I often get excited when someone reports uncaused and inexplicable sadness, seemingly unrelated to their life circumstances. I see sadness, like all the other waves in the ocean of life, as an invitation, an invocation, a calling to open up to deeper truths about existence, to recognise our inherent vastness.
Life is bitter-sweet. However beautiful things are right now, they will pass. Everything is impermanent and groundless. You will die, at least in this incarnation. Everyone you love will pass on. Your success may turn to failure. What you have, you may lose. Your body will cease to function in the way it does now. Nothing is certain, everything is cast into doubt. The water of relative existence slips through our fingers so easily. Our joy is tinged with sadness. Our bliss is pierced with nostalgia. The yin and the yang of things won’t let you settle on an independent opposite. There is no home for the homeless here.
Contacting this deeper, bitter-sweet truth of existence, encountering the raw ground of being, unprotected and unprepared may initially present as melancholy and even despair, but that existential disturbance may contain unlimited riches.
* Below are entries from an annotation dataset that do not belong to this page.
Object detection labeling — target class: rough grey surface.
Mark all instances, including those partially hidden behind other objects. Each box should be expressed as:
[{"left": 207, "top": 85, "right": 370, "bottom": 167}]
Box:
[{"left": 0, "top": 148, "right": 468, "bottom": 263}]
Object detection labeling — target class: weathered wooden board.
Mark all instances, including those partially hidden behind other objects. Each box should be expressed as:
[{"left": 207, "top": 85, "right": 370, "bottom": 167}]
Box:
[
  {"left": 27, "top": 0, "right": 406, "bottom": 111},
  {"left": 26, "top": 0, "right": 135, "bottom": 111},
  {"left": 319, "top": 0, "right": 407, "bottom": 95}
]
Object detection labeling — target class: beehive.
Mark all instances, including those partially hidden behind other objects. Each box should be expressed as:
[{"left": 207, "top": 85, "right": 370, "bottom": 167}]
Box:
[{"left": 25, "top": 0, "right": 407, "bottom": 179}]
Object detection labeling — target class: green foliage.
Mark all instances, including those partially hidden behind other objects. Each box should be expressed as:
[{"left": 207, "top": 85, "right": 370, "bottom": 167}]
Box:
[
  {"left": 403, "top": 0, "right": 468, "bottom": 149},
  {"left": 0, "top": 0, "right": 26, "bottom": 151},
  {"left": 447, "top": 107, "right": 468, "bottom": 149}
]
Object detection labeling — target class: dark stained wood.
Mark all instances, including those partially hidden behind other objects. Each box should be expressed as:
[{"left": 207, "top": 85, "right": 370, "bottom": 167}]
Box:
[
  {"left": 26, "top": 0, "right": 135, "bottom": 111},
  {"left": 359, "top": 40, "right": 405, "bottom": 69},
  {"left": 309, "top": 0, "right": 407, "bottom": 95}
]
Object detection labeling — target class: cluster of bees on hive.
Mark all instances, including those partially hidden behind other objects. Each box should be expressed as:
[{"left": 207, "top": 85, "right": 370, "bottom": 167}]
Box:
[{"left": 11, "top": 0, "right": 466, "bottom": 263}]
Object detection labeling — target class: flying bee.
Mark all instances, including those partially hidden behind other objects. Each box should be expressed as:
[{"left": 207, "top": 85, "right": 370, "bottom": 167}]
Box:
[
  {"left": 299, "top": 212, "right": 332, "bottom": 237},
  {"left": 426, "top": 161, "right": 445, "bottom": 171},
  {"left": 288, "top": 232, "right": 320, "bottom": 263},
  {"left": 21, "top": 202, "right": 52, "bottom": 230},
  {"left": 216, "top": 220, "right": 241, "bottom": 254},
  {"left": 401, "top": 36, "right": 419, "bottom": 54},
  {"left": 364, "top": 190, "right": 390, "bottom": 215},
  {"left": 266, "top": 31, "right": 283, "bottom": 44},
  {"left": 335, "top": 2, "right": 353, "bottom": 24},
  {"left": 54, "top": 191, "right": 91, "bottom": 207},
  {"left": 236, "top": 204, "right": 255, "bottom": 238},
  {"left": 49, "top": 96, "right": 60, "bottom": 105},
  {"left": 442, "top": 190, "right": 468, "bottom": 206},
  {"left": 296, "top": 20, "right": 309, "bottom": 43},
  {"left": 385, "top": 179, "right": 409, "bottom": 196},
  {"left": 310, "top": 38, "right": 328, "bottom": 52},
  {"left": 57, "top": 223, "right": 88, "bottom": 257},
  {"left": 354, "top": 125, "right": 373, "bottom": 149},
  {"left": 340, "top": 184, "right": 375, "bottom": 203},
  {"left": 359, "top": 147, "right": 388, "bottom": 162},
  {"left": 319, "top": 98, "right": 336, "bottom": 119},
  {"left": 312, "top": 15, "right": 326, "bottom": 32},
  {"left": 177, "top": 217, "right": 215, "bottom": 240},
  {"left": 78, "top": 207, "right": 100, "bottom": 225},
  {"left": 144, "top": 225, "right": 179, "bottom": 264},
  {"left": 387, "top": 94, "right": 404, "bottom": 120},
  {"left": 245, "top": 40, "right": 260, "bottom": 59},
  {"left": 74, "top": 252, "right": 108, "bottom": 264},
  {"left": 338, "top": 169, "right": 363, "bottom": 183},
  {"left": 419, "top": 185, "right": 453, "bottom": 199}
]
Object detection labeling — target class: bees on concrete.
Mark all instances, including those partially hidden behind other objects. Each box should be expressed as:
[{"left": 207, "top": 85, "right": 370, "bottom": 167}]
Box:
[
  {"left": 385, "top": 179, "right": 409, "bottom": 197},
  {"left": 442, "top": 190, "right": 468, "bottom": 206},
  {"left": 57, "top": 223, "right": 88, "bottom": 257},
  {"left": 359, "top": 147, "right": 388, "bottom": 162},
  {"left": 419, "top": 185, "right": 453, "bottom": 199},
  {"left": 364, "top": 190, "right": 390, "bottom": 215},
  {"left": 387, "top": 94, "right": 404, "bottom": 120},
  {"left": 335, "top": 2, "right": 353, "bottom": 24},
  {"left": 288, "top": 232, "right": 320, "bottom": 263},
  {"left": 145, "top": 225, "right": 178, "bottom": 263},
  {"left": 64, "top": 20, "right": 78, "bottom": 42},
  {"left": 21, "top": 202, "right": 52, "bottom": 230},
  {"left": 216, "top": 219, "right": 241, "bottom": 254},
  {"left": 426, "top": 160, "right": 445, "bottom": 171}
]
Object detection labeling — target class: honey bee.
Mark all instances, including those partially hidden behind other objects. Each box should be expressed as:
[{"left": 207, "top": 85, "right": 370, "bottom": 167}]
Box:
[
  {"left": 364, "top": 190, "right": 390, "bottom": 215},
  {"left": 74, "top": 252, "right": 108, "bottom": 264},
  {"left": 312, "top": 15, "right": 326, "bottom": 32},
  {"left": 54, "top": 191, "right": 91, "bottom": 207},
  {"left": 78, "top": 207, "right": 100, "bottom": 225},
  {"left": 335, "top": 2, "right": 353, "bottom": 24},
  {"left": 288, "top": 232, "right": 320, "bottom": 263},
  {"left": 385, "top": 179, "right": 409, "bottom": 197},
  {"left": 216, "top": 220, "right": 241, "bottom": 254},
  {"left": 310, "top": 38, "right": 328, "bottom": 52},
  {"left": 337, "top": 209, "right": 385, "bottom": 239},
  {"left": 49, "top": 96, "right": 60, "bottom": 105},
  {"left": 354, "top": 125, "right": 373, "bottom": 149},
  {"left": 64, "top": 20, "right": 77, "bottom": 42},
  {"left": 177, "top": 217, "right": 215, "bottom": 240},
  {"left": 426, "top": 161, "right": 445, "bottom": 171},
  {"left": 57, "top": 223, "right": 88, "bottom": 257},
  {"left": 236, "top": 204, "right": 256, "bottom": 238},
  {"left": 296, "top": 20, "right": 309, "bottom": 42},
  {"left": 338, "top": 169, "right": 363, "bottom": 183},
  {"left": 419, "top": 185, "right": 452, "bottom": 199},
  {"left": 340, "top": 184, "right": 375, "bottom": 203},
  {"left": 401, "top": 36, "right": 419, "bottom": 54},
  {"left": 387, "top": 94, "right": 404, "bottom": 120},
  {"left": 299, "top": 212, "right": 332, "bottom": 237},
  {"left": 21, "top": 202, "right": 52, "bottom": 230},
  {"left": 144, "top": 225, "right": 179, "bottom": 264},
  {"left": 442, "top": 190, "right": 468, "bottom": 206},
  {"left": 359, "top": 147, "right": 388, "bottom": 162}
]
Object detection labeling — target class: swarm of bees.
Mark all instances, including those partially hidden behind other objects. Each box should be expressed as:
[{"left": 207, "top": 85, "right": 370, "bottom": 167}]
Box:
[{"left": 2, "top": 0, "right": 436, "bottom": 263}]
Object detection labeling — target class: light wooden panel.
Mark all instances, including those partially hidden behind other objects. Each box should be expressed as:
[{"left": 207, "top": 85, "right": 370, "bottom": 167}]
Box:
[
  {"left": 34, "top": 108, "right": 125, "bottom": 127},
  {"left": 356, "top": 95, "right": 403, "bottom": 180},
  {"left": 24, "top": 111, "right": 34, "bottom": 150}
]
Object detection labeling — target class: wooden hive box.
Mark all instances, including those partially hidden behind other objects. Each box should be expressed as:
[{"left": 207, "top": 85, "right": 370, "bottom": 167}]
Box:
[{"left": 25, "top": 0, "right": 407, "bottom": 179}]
At the point of despair, when the ground falls away from under our feet and our lives spin out of control (were they ever ‘in’ control?), we are often medicated, or we self-medicate, with pills or sex or alcohol or meditation. Science would like to reduce our existential human predicament to the dysfunction of brain chemicals, easily remedied with a few innocent pills prescribed by someone with a hard-won certificate. And perhaps those theories have validity – through certain lenses. But there are so many other lenses. Infinite lenses. There are myriad sides to this diamond of human experience, and it would be a shame to reduce ourselves to chemicals or neurons.
If Jesus had taken anti-depressants on the cross, he – and we – would have missed the point.
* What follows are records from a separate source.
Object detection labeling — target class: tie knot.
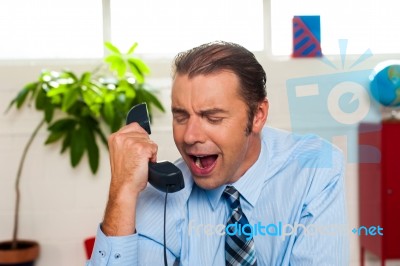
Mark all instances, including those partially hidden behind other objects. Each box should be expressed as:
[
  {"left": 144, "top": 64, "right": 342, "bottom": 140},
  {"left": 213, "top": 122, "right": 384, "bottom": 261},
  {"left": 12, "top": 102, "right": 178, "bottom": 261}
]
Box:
[{"left": 222, "top": 186, "right": 240, "bottom": 209}]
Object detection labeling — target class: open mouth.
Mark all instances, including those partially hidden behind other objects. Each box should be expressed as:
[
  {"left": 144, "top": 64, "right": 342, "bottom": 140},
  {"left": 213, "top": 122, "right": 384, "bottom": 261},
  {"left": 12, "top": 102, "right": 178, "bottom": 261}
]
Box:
[{"left": 190, "top": 154, "right": 218, "bottom": 169}]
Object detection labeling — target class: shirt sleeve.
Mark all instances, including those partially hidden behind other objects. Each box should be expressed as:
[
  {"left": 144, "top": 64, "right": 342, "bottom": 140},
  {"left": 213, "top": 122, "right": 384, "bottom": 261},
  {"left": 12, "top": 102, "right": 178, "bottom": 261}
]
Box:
[
  {"left": 86, "top": 223, "right": 177, "bottom": 266},
  {"left": 289, "top": 149, "right": 349, "bottom": 266}
]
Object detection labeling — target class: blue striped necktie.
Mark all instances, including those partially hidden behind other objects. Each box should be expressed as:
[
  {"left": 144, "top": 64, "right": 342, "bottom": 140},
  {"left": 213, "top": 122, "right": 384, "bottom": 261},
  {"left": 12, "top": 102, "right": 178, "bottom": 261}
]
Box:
[{"left": 223, "top": 186, "right": 257, "bottom": 266}]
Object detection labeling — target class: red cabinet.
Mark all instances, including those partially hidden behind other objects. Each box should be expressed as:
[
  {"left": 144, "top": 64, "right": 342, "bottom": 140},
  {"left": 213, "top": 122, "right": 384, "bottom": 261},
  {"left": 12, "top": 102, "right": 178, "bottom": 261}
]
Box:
[{"left": 358, "top": 121, "right": 400, "bottom": 265}]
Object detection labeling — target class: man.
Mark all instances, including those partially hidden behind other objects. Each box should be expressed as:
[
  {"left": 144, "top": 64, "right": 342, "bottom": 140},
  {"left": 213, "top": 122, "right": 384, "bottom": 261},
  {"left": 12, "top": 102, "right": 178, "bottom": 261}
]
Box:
[{"left": 88, "top": 42, "right": 348, "bottom": 266}]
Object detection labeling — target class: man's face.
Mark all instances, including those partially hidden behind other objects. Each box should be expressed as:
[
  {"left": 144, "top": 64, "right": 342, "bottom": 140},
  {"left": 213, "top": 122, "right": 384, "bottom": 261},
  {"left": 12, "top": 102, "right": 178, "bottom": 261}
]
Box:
[{"left": 172, "top": 71, "right": 265, "bottom": 189}]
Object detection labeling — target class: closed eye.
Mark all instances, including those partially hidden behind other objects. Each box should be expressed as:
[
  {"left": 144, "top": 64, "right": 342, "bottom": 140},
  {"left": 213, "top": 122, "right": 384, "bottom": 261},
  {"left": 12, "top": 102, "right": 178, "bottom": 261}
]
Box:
[{"left": 206, "top": 116, "right": 224, "bottom": 124}]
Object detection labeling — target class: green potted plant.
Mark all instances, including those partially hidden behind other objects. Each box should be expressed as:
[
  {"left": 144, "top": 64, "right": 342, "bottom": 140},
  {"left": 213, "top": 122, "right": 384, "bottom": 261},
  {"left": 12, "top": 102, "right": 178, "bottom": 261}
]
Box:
[{"left": 0, "top": 42, "right": 164, "bottom": 266}]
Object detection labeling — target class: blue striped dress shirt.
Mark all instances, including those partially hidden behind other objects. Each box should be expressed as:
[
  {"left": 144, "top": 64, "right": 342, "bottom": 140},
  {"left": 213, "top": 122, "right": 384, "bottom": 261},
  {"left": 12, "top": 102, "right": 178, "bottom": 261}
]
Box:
[{"left": 86, "top": 127, "right": 349, "bottom": 266}]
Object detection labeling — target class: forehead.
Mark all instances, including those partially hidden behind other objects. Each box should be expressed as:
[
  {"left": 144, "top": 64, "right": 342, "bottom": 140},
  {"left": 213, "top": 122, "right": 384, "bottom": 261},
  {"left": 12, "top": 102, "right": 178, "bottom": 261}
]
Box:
[{"left": 172, "top": 71, "right": 240, "bottom": 101}]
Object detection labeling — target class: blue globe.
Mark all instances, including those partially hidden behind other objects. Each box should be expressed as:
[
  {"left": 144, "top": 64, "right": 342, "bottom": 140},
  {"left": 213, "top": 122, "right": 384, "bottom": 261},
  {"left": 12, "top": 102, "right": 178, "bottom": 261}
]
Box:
[{"left": 370, "top": 61, "right": 400, "bottom": 108}]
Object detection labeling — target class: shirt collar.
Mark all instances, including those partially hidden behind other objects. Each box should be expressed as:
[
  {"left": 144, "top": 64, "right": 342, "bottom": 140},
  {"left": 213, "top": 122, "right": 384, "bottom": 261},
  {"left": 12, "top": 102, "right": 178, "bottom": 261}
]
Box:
[{"left": 205, "top": 136, "right": 268, "bottom": 210}]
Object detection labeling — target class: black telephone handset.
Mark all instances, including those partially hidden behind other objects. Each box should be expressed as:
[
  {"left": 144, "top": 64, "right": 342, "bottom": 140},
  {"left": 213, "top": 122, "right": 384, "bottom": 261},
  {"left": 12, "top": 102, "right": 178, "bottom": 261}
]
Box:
[{"left": 126, "top": 103, "right": 185, "bottom": 193}]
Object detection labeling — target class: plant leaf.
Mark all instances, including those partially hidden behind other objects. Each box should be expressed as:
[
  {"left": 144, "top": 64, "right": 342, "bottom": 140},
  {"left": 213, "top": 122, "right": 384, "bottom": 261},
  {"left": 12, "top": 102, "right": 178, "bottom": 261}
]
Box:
[
  {"left": 128, "top": 60, "right": 144, "bottom": 83},
  {"left": 94, "top": 127, "right": 108, "bottom": 145},
  {"left": 128, "top": 58, "right": 150, "bottom": 75},
  {"left": 104, "top": 54, "right": 126, "bottom": 78},
  {"left": 44, "top": 100, "right": 54, "bottom": 123},
  {"left": 35, "top": 89, "right": 47, "bottom": 110},
  {"left": 61, "top": 88, "right": 79, "bottom": 112},
  {"left": 60, "top": 131, "right": 72, "bottom": 153},
  {"left": 141, "top": 89, "right": 165, "bottom": 112},
  {"left": 44, "top": 131, "right": 65, "bottom": 145},
  {"left": 81, "top": 72, "right": 92, "bottom": 85},
  {"left": 82, "top": 123, "right": 100, "bottom": 174},
  {"left": 70, "top": 127, "right": 86, "bottom": 167}
]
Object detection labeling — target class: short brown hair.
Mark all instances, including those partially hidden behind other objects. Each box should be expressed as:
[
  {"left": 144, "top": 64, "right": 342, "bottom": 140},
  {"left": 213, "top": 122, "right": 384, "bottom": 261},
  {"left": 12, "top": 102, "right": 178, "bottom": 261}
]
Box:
[{"left": 173, "top": 41, "right": 267, "bottom": 134}]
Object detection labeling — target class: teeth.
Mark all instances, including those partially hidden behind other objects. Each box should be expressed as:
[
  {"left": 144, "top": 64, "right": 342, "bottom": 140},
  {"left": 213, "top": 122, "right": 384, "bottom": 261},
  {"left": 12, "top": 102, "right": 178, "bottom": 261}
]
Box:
[{"left": 194, "top": 157, "right": 204, "bottom": 168}]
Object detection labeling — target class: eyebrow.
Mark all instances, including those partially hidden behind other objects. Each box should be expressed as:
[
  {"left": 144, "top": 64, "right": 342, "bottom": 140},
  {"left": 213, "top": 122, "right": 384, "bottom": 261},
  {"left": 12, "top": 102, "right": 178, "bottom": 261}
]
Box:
[{"left": 171, "top": 107, "right": 228, "bottom": 116}]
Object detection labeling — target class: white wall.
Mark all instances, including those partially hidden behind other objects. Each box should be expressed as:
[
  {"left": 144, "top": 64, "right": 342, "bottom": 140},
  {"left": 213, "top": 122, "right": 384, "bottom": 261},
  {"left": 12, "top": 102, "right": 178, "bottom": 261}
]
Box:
[{"left": 0, "top": 52, "right": 400, "bottom": 266}]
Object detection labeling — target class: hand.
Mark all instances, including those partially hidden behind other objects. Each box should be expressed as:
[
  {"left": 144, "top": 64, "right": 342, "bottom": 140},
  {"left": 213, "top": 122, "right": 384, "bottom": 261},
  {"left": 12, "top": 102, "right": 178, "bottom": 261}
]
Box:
[{"left": 102, "top": 123, "right": 158, "bottom": 236}]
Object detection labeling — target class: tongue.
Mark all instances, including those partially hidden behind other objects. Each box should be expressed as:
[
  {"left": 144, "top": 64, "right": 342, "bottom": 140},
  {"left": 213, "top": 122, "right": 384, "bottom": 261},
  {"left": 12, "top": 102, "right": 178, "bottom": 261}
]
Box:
[{"left": 200, "top": 155, "right": 217, "bottom": 168}]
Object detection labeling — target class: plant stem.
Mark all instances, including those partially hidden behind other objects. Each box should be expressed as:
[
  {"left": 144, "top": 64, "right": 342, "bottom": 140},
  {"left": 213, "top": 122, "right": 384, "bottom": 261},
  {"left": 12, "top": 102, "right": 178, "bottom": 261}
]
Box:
[{"left": 11, "top": 119, "right": 45, "bottom": 249}]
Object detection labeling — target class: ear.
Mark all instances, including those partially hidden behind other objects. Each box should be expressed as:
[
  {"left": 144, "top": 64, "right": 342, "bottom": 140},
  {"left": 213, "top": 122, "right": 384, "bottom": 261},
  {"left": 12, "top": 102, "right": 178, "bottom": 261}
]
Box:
[{"left": 252, "top": 98, "right": 269, "bottom": 134}]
Perhaps our depression is not a sickness (though I will never argue with anyone who wants to defend that view) but a call to break out, to let go, to lose the old structures and stories we have been holding up about ourselves and the world and rest deeply in the truth of who we really are. Conventional wisdom would have you turn away from melancholy rather than face it. Well-meaning friends and family and self-help gurus may want to fix you, to get you ‘back to normal’, to make you more ‘positive’, whatever that means. What if the ‘normal’ no longer fits? What if you need to shed your half-shed skin, not climb back into it? What if sadness, and pain, and fear, and all of the waves in life’s ocean, just want to move in you, to finally express themselves creatively and not be pushed away?
What if you are not nearly as limited as you were led to believe you were? What if you are vast enough to hold and contain all of life’s energies, the ‘positive’ and the ‘negative’? What if you are beyond both, an ocean of consciousness, unified, boundless and free, in which even the deepest despair has a resting place?
What if your depression was simply you calling yourself back Home, in the only way you knew how?